Chapter 0 : Prolog

13.3K 648 7
                                    


PROLOG

        Matahari sudah mengarah dari timur ke barat. Langit mulai memamcarkan warna kelamnya yaitu abu-abu, yang menandakan bahwa hujan akan segera turun. Dan jika itu terjadi, maka para penghuni dunia akan menghentikan aktivitasnya di luar, agar tidak terkena percikan air dari langit yang akan menimbulkan sakit.

        Tapi tidak dengan seorang gadis gempal berpenampilan kucel yang berdiri di trotoar jalan raya. Dia sama sekali tidak memikirkan apakah akan hujan atau hanya sebuah guntur yang akan turun. Dia tidak peduli pakaiannya akan basah dan tubuhnya menggigil. Yang di pedulikan saat ini adalah dia harus cepat pulang ke rumah majikannya untuk mengantarkan es kelapa muda yang sepertinya sudah mencair es batunya.

        Pandangannya terus menatap kedepan walau sebenarnya dia tidak bisa melihat apa yang dia pandang. Mata memang terbuka lebar, bisa dikedipkan dan bola matanya juga bisa memutar, namun satu kelemahannya, tidak bisa berfungsi untuk melihat.

        Dialah Pelangi, si gadis buta berusia 17. Di usia yang seharusnya sudah masuk di ke sekolah SMA kelas 12, kini harus menerima nasibnya menjadi gadis tak berpendidikan. Dia hanya gadis buta yang hanya lulusan SMP, dengan keterbatasan ekonomi keluarga. Membuatnya mengharuskan untuk bekerja membantu Ibunya yang bekerja sebagai pembantu rumah tangga di rumah seorang anggota DPR.

        Menunggu jalanan sepi dan dirinya bisa menyabrang, Pelangi diam saja di tempat. Ketika angin kembali terhembus membuat bulu kuduknya merinding, dia mengeratkan jari jemari tangan kirinya di kaitan plastik yang berisi es kelapa muda milik anak majikannya itu. Sedang tangan kanannya yang menggengam kuat tongkat pembantu jalannya kini sudah basah akibat dirinya yang terlalu cemas.

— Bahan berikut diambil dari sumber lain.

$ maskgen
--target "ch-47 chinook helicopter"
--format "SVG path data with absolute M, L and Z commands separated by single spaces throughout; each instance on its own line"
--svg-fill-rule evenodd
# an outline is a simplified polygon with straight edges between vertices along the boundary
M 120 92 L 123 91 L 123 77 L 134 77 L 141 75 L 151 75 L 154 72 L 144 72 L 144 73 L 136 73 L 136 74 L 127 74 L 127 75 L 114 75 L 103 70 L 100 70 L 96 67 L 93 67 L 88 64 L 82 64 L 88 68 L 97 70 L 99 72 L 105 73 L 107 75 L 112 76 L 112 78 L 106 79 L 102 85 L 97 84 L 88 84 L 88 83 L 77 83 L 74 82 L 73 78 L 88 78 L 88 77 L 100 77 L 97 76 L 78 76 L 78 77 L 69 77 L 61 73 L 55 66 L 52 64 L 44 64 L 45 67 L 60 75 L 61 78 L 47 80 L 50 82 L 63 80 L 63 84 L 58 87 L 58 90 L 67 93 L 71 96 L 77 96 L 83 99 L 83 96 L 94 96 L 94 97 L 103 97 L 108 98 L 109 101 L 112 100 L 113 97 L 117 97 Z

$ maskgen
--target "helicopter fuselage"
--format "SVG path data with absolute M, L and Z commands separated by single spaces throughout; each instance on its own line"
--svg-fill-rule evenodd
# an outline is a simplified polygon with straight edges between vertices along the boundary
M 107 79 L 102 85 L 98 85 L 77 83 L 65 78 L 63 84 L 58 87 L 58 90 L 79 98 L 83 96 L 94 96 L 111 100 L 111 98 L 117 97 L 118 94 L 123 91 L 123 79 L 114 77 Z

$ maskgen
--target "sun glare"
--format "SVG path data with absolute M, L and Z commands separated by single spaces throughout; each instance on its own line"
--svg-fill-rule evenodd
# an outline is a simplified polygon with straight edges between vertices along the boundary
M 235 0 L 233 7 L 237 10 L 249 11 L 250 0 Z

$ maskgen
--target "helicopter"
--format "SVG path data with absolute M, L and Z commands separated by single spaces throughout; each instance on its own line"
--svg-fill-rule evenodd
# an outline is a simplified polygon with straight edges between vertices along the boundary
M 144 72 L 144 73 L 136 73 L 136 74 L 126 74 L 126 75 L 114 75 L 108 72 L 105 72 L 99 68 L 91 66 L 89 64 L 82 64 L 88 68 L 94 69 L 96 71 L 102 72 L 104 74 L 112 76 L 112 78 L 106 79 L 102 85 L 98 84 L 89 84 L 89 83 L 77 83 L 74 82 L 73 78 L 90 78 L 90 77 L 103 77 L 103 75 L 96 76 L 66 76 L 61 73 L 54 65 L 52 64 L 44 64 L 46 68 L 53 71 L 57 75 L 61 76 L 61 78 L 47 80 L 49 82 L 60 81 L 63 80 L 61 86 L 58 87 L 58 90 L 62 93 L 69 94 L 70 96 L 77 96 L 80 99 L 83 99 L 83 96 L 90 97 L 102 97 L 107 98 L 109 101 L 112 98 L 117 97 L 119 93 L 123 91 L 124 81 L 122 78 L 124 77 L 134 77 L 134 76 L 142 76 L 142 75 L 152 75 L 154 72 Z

        Dibalik kecemasan Pelangi, seorang anak laki-laki mengenakan seragam putih abu-abu mengerutkan dahi ketika melihat Pelangi berdiri sendiri di trotoar seberang sana, tanpa niat menyabrang. Hingga mata laki-laki itu melirik ke tangan kanan Pelangi, dia mengerti kenapa Pelangi tak kunjug menyabrang jalan. Dia buta. Anak laki-laki itu beranjak dari kursi rumah makan sederhana, menghampiri Pelangi.

        Tanpa mengucapkan kata, laki-laki ber-nametag Laskaran Putra Wijaya itu menuntun tangan kiri Pelangi penuh hati-hati dan pelan. Sesekali dia melambai-lambaikan tangannya agar pengendara berhenti sejenak untuk memberinya jalan.

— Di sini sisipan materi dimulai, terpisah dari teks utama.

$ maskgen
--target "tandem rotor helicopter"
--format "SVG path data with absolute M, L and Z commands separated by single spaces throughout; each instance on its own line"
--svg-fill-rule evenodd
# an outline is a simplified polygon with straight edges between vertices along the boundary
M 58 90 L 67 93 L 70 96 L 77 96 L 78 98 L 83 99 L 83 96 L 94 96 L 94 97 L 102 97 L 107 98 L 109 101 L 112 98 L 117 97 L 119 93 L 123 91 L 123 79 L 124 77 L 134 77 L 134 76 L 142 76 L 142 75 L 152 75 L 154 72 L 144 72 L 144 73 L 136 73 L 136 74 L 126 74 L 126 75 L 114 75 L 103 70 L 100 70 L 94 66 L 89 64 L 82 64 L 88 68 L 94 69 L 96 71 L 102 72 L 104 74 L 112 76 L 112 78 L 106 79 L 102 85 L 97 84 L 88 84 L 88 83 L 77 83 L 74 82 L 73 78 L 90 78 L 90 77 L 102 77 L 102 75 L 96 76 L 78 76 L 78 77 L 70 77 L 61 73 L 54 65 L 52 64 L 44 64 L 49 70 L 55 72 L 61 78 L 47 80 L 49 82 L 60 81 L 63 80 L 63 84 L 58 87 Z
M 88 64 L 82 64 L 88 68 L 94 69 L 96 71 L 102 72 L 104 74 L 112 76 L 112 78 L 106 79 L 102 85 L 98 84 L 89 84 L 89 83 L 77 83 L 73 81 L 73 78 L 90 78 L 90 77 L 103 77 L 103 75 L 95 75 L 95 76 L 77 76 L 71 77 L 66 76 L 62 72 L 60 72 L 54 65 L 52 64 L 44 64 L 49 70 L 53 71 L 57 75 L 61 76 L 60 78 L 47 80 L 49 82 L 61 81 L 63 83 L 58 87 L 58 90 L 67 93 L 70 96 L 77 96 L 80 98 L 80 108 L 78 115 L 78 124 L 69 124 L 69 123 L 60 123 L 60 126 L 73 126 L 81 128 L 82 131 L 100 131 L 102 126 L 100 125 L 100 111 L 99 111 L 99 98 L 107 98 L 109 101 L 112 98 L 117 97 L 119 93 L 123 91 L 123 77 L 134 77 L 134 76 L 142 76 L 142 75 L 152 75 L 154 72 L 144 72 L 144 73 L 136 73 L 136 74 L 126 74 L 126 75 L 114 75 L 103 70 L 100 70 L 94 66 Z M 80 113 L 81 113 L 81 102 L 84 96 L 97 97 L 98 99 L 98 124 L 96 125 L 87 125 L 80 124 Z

        Pelangi yang di perlakukan seperti itu oleh seseorang yang tidak dikenalnya hanya bisa menurut saja dengan fikiran berkecamuk. Selama dia buta, baru kali ini ada yang membantunya menyabrang jalanan tanpa berkata dulu. Setidaknya dia bilang, Mari saya bantu atau bertanya dulu, Adek mau nyabrang?

        Sampai di depan warung makan sederhana, Laskar melepas pergelangan tangan Pelangi. Dia melihat raut ketakutan di wajah gadis itu. Ingin megatakan maaf padanya namun mulutnya seolah kelu tidak bisa berbicara. Rasanya canggung, membuat Laskar hanya bisa menunggu Pelangi yang berucap lebih dulu.

        "Makasih, mas atau mba sudah bantu saya. Saya permisi." Ujar Pelangi lalu tersenyum. Beberapa detik, ia melangkahkan kakinya untuk melanjutkan jalan pulang.

        Namun langkahnya terhenti ketika suara seorang laki-laki terdengar. "Sebentar lagi turun hujan. Kamu nggak mau singgah dulu? Nunggu hujan reda?"

        Tanpa berbalik badan, Pelangi diam di tempat. Sambil memegangi ujung tongkat, tangan kanannya menengadah untuk melihat keadaan, apakah sudah hujan atau belum. Tidak ada percikan air dari atas yang jatuh di telapak tangannya. Itu menandakam hujan belum menyapa dunia.